Electromagnetic confinement via spin-orbit interaction in anisotropic dielectrics

TL;DR

This paper demonstrates how geometric phases from spin-orbit interactions in anisotropic dielectrics can induce electromagnetic confinement and waveguiding without traditional refractive index gradients, supported by theoretical and numerical analysis.

Contribution

It introduces a novel mechanism for electromagnetic confinement using geometric phases in uniaxial dielectrics with varying optic axis orientations, bypassing refractive index modifications.

Findings

Geometric phase induces an effective potential for waveguiding.

Theoretical results validated by numerical simulations of Maxwell's equations.

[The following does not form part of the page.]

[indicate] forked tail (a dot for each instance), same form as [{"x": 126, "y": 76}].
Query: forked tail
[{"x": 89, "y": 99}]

Potential for new guided wave structures without refractive index tailoring.

Abstract

We investigate electromagnetic propagation in uniaxial dielectrics with a transversely varying orientation of the optic axis, the latter staying orthogonal everywhere to the propagation direction. In such a geometry, the field experiences no refractive index gradients, yet it acquires a transversely-modulated Pancharatnam-Berry phase, that is, a geometric phase originating from a spin-orbit interaction. We show that the periodic evolution of the geometric phase versus propagation gives rise to a longitudinally-invariant effective potential. In certain configurations, this geometric phase can provide transverse confinement and waveguiding. The theoretical findings are tested and validated against numerical simulations of the complete Maxwell's equations. Our results introduce and illustrate the role of geometric phases on electromagnetic propagation over distances well exceeding the diffraction length, paving the way to a whole new family of guided waves and waveguides which do not rely on refractive index tailoring.